No Migration, But No Surrender: The WhatsApp Blip
One fear that has not materialized, according to the Qustodio data, is a mass exodus to completely unregulated or encrypted platforms like Discord or various gaming chats. There was only a “small uptick” in WhatsApp use among 13-15-year-olds. This is crucial. It suggests teens are not abandoning social connectivity but are seeking the same features (messaging, sharing, community) on platforms with weaker or no age checks, or on the same platforms via workarounds like using a parent’s account.
The data also notes that some of the post-ban dip is “slowly beginning to recover.” This indicates user adaptation. As news cycles move on and workarounds spread through peer networks, the initial shock of the ban may be wearing off, potentially stabilizing usage at a new, lower but persistent baseline.
The Global Experiment and Its Unanswered Questions
Australia’s law is now a blueprint. Similar legislation is advancing in the United Kingdom, France, and several U.S. states. The world is watching this real-time experiment. The early data provides two stark lessons.

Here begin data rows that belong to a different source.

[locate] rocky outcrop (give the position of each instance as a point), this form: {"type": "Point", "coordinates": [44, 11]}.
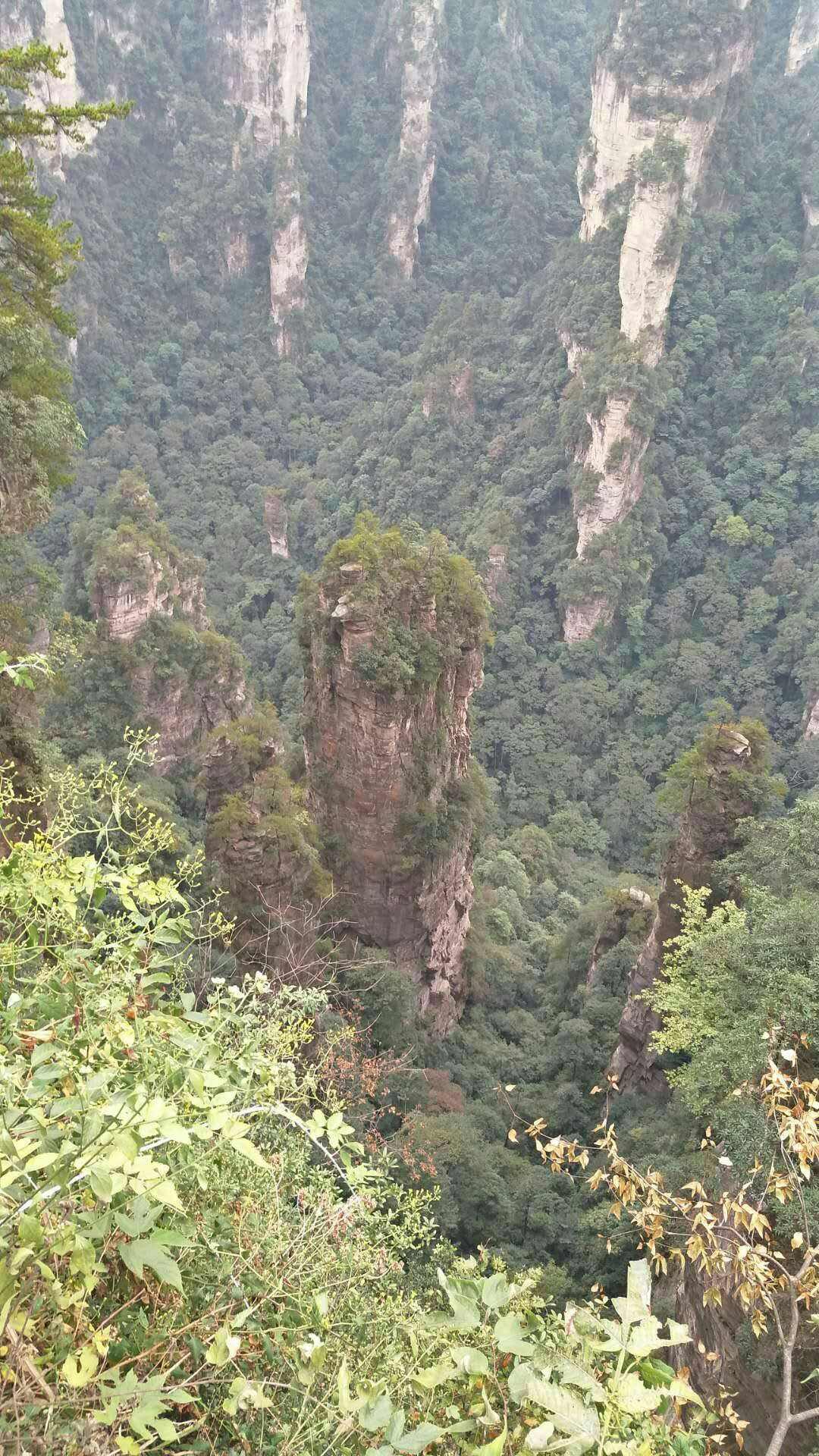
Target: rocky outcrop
{"type": "Point", "coordinates": [124, 603]}
{"type": "Point", "coordinates": [186, 708]}
{"type": "Point", "coordinates": [496, 573]}
{"type": "Point", "coordinates": [262, 839]}
{"type": "Point", "coordinates": [268, 74]}
{"type": "Point", "coordinates": [276, 523]}
{"type": "Point", "coordinates": [626, 908]}
{"type": "Point", "coordinates": [720, 794]}
{"type": "Point", "coordinates": [453, 389]}
{"type": "Point", "coordinates": [392, 660]}
{"type": "Point", "coordinates": [811, 720]}
{"type": "Point", "coordinates": [17, 30]}
{"type": "Point", "coordinates": [649, 142]}
{"type": "Point", "coordinates": [417, 152]}
{"type": "Point", "coordinates": [803, 38]}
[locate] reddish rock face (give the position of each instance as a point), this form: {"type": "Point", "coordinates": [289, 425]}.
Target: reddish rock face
{"type": "Point", "coordinates": [124, 607]}
{"type": "Point", "coordinates": [381, 764]}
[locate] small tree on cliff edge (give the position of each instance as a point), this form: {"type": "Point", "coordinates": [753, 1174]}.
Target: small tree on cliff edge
{"type": "Point", "coordinates": [729, 1239]}
{"type": "Point", "coordinates": [38, 428]}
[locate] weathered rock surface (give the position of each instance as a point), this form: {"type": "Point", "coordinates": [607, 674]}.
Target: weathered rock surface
{"type": "Point", "coordinates": [187, 679]}
{"type": "Point", "coordinates": [419, 88]}
{"type": "Point", "coordinates": [805, 36]}
{"type": "Point", "coordinates": [375, 758]}
{"type": "Point", "coordinates": [268, 76]}
{"type": "Point", "coordinates": [276, 523]}
{"type": "Point", "coordinates": [262, 840]}
{"type": "Point", "coordinates": [184, 710]}
{"type": "Point", "coordinates": [17, 28]}
{"type": "Point", "coordinates": [704, 835]}
{"type": "Point", "coordinates": [126, 604]}
{"type": "Point", "coordinates": [452, 389]}
{"type": "Point", "coordinates": [649, 137]}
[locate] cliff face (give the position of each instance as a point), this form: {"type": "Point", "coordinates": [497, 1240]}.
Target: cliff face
{"type": "Point", "coordinates": [649, 139]}
{"type": "Point", "coordinates": [268, 74]}
{"type": "Point", "coordinates": [149, 601]}
{"type": "Point", "coordinates": [260, 833]}
{"type": "Point", "coordinates": [722, 792]}
{"type": "Point", "coordinates": [124, 604]}
{"type": "Point", "coordinates": [388, 753]}
{"type": "Point", "coordinates": [276, 523]}
{"type": "Point", "coordinates": [805, 36]}
{"type": "Point", "coordinates": [417, 147]}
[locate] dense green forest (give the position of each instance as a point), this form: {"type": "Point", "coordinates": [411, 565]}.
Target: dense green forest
{"type": "Point", "coordinates": [164, 456]}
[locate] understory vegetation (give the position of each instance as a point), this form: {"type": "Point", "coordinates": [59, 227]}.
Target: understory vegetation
{"type": "Point", "coordinates": [248, 1203]}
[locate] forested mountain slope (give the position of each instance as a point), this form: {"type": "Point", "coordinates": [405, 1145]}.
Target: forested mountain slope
{"type": "Point", "coordinates": [544, 278]}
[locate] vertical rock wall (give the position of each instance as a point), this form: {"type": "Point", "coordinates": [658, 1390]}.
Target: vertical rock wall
{"type": "Point", "coordinates": [388, 758]}
{"type": "Point", "coordinates": [417, 146]}
{"type": "Point", "coordinates": [651, 137]}
{"type": "Point", "coordinates": [17, 30]}
{"type": "Point", "coordinates": [268, 76]}
{"type": "Point", "coordinates": [720, 795]}
{"type": "Point", "coordinates": [805, 36]}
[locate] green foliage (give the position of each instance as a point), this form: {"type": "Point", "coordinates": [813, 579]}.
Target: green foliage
{"type": "Point", "coordinates": [739, 982]}
{"type": "Point", "coordinates": [38, 428]}
{"type": "Point", "coordinates": [423, 604]}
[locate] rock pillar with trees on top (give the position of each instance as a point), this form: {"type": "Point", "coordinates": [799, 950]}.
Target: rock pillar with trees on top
{"type": "Point", "coordinates": [392, 632]}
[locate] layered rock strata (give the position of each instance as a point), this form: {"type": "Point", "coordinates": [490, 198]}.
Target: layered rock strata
{"type": "Point", "coordinates": [388, 774]}
{"type": "Point", "coordinates": [191, 679]}
{"type": "Point", "coordinates": [649, 139]}
{"type": "Point", "coordinates": [805, 36]}
{"type": "Point", "coordinates": [716, 804]}
{"type": "Point", "coordinates": [417, 150]}
{"type": "Point", "coordinates": [17, 30]}
{"type": "Point", "coordinates": [268, 76]}
{"type": "Point", "coordinates": [262, 840]}
{"type": "Point", "coordinates": [124, 603]}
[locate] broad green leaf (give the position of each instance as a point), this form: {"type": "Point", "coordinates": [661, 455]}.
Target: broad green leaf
{"type": "Point", "coordinates": [469, 1360]}
{"type": "Point", "coordinates": [493, 1449]}
{"type": "Point", "coordinates": [433, 1376]}
{"type": "Point", "coordinates": [637, 1302]}
{"type": "Point", "coordinates": [510, 1337]}
{"type": "Point", "coordinates": [417, 1440]}
{"type": "Point", "coordinates": [526, 1383]}
{"type": "Point", "coordinates": [573, 1373]}
{"type": "Point", "coordinates": [567, 1410]}
{"type": "Point", "coordinates": [645, 1338]}
{"type": "Point", "coordinates": [496, 1292]}
{"type": "Point", "coordinates": [102, 1184]}
{"type": "Point", "coordinates": [80, 1372]}
{"type": "Point", "coordinates": [682, 1392]}
{"type": "Point", "coordinates": [148, 1251]}
{"type": "Point", "coordinates": [248, 1150]}
{"type": "Point", "coordinates": [539, 1438]}
{"type": "Point", "coordinates": [376, 1413]}
{"type": "Point", "coordinates": [223, 1348]}
{"type": "Point", "coordinates": [632, 1397]}
{"type": "Point", "coordinates": [656, 1372]}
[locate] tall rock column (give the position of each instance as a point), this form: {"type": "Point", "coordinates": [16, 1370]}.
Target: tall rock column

First, age assurance technology is not yet a magic bullet. Platforms are investing heavily, but the cat-and-mouse game between verification systems and determined users favors the latter. Second, legislation alone is insufficient. The “cultural change” the government references requires parallel investment in digital literacy for parents, transparent reporting from platforms on their failure rates, and potentially, a shift in how society views childhood digital access.
The bans also raise new equity concerns. Families with fewer resources—less time, technical skill, or financial means for monitoring software—may see higher rates of non-compliance, potentially creating a two-tier system of protected and unprotected minors.
What This Means for Users, Developers, and Parents
- For Teens: The ban has made access slightly harder, but not impossible. Expect continued peer-to-peer sharing of workarounds, such as using family accounts or borrowing devices. Platforms may increase secondary verification prompts, leading to more friction.
- For Parents: The onus has shifted further to device-level controls (Apple’s Screen Time, Google Family Link) and third-party monitoring apps like Qustodio. Relying solely on platform-level age gates is a known weak point.
- For Developers & Platform Engineers: The legal stakes are now existential. This data is a urgent call to innovate beyond checkbox compliance. True age assurance will require frictionless, privacy-preserving verification methods that are extremely difficult to spoof—a monumental technical and UX challenge.
- For Policymakers Globally: Australia’s experience shows a trade-off: a significant reduction in casual, logged-in teen usage, but a stubborn floor of determined access. Future laws may need to incorporate penalties for negligent household-level controls or mandate funding for independent age-tech audits.
The 20% figure is not a verdict of failure, but a definitive benchmark. It sets a realistic, evidence-based starting point for a global debate. The goalposts have moved from “can we stop all teens?” to “what is an acceptable level of residual risk, and what are the societal costs of achieving it?” The answers will shape the digital childhoods of the next decade.